Small towns seem to attract retirees — and families if the towns are close to a large city. Often it is because of the less expensive home prices plus the “small town” atmosphere. Once Lodi was like that as far as home prices went. Lodi’s downtown still has the small town atmosphere which is part of its attraction.

To the north is Galt, a town which is attracting both families and retirees. If you travel east on Twin Cities Road and then go south at Fermoy, Carillon, or Marengo you’ll be amazed at the amount of homes — both older and new subdivisions. Shopping centers along Twin Cities Road are the result of this building boom. And downtown Galt is gaining a nice atmosphere with potential for the future.

Recently my stepdaughters from Fresno visited — Lindy Willey and Paula Garten. After a nice chat at my house we headed to downtown Galt for lunch and exploration. They enjoyed the atmosphere of the Brewster Building, which housed the first post office in 1869, and the wine cellar viewed through glass on the floor as you enter. Then it was off to explore the small downtown section, and they were pleasantly surprised.

From antique stores to small, intimate cafes with outdoor seating, they found it quite charming. Then they discovered Spaans Cookies which made their day. One daughter purchased freshly baked cookies while the other concentrated on unique cups and a totally fascinating cookie jar. They said they’d return to Galt soon to try one of the cafes. And I want to take a tour of Spaans. You can view their cookie “assembly line” at one of their real windows on Fourth Street — the remaining windows are painted on the building.

While Galt (25,000 residents) is smaller than Lodi, it has the potential Lodi had when we arrived in 1977. With its smaller size, merchants greet you, often personally, and often stop to chat.

For instance, as I wandered around Save Mart, a man came up to me, thrust out his hand and said welcome to the store. I looked at his name tag — John Bockman, general manager. I complimented him on the store and later, after a conversation in the produce department, commented on his employees’ courtesy.

Establishments in Galt are like this. Raley clerks (are they called associates now?) greet with a smile and often by name. Same holds true for CVS. Surprisingly, Walmart has the same type of attitude — I’m sure because of the general manager’s attitude. I rarely have to wait in line because more clerks are called to various store locations to help whenever there is a problem.
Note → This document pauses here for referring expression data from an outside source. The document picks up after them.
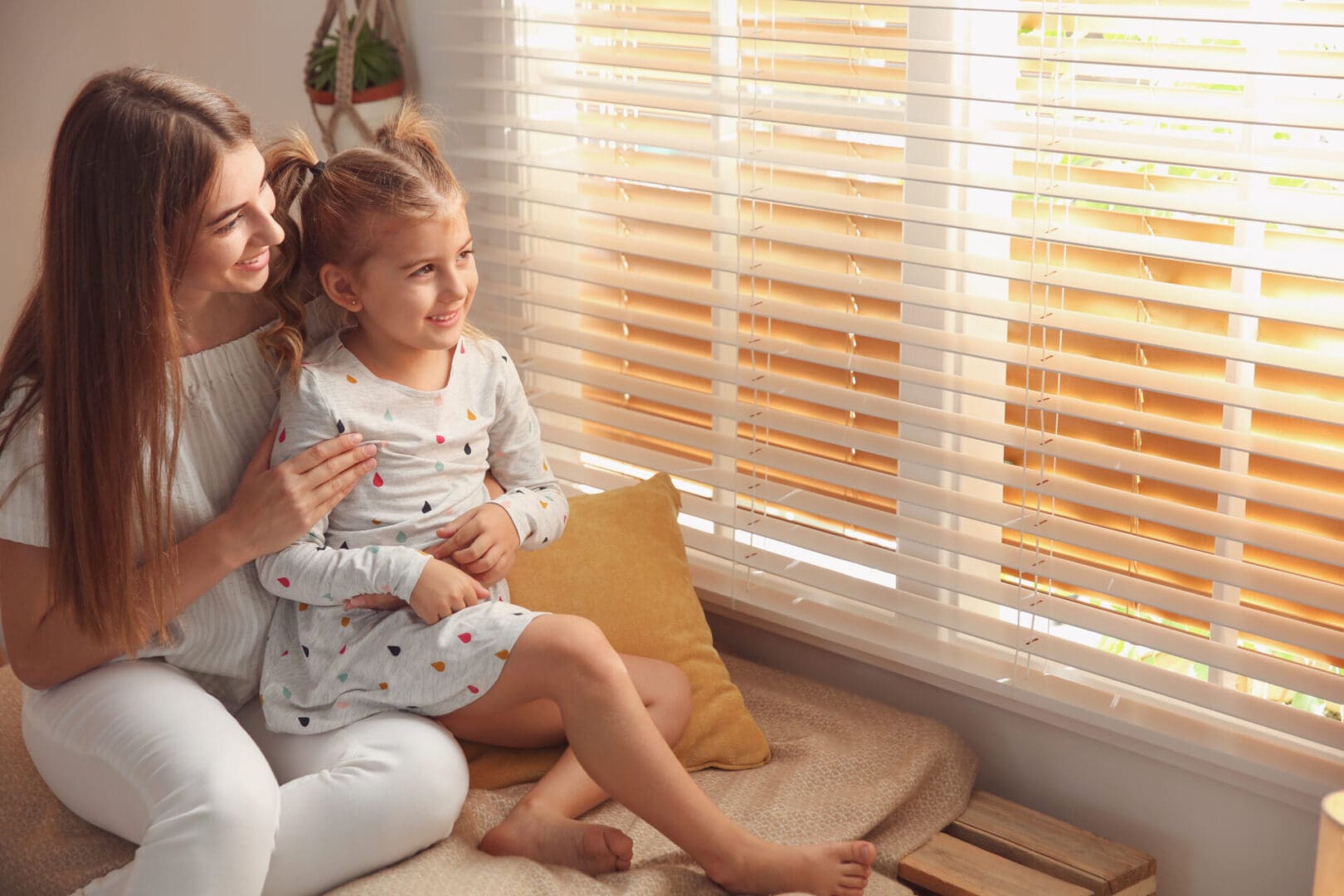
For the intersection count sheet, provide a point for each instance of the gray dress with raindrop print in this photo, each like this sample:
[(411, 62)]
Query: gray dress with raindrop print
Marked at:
[(327, 666)]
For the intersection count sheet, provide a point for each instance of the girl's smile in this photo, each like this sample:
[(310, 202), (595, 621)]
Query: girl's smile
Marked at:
[(411, 297), (257, 262)]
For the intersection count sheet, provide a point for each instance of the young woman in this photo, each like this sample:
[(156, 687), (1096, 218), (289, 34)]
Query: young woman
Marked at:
[(134, 494)]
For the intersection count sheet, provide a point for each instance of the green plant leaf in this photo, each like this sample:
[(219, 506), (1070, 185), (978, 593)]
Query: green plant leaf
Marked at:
[(375, 58)]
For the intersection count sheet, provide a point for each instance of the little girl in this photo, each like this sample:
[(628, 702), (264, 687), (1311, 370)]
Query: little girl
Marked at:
[(385, 236)]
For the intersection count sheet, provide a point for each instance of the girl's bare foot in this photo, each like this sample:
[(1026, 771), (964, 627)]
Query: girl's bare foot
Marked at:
[(533, 833), (824, 869)]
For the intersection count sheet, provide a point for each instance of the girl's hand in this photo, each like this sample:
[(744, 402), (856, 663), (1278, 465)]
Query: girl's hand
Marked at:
[(374, 602), (273, 508), (442, 590), (483, 542)]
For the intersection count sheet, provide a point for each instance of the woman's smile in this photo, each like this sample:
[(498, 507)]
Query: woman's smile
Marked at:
[(257, 261)]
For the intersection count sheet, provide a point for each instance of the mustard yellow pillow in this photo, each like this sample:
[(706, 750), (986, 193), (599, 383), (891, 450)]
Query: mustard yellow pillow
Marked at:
[(621, 563)]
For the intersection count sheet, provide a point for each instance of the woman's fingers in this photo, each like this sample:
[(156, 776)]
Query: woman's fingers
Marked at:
[(261, 458), (327, 458), (344, 481)]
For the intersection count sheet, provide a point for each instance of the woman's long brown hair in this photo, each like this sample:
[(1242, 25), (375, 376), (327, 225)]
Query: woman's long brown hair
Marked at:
[(95, 347)]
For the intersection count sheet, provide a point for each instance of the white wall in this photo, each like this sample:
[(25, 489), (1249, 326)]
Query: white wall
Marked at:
[(253, 50), (1210, 839)]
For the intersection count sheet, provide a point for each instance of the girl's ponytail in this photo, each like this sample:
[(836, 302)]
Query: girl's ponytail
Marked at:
[(290, 163), (413, 137)]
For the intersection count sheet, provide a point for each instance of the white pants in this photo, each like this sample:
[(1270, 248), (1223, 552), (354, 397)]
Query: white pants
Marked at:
[(222, 806)]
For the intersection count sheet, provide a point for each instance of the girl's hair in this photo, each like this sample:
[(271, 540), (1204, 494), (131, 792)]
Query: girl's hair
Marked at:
[(97, 344), (401, 175)]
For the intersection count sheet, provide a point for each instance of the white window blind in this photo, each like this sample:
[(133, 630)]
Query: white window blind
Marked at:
[(1011, 327)]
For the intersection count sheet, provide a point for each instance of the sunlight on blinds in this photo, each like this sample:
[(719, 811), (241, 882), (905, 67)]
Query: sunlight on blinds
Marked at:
[(1010, 325)]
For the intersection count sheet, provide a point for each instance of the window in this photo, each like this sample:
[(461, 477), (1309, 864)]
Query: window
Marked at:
[(1008, 334)]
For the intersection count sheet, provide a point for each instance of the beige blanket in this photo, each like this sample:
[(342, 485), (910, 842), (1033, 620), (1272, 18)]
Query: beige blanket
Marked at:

The list goes on, from Wholey Ravioli to Velvet Grill, and all the small businesses in between. While Galt’s 25,000 population will grow, I hope it doesn’t expand too fast so it can remain a smaller town. More on Galt in the coming weeks.


Talking about Galt — during last year’s general election I was staring at the election posters across Twin Cities Road while waiting at the signal and happened to see the name Paige Lampson. She was running for city council. I noted her email address so I could send her a note, “Are you the same Paige I knew at UOP?”

She immediately answered, “Yes.”

Recently we met to reacquaint. She said her one journalism class “was being put to good use.”

She is a stringer for the Galt Herald. She started out as a photographer for the Herald. Then they discovered she had basic writing skills meaning she could do a complete article with photos. She also is a long-term substitute at both high schools.

Paige and husband Marshall have one daughter and both thoroughly enjoy living in Galt with its youth and adult activities.


The Galt United Methodist Church loses its pastor at the end of June. Joe Carmichael brought a breath of fresh air and excitement to the church — a legacy that will continue when he leaves because of his enthusiasm and caring attitude.

Joe and wife Pam came to Galt because their daughter lives in Elk Grove and he had retired from his church in Mansfield, Texas. He said they loved the small town atmosphere of Galt which is why they settled there.

Originally from Alabama, Joe went to school in Kentucky and Atlanta before finishing at Oral Roberts Seminary.

While attending Oral Roberts he served First United Methodist Church in Tulsa. Then he was at churches in Dallas and Bedford, Texas before his final assignment in Mansfield where he stayed for 15 years. His total time in the pastorate was 45 years — years he absolutely enjoyed with praise to the Lord for his opportunities.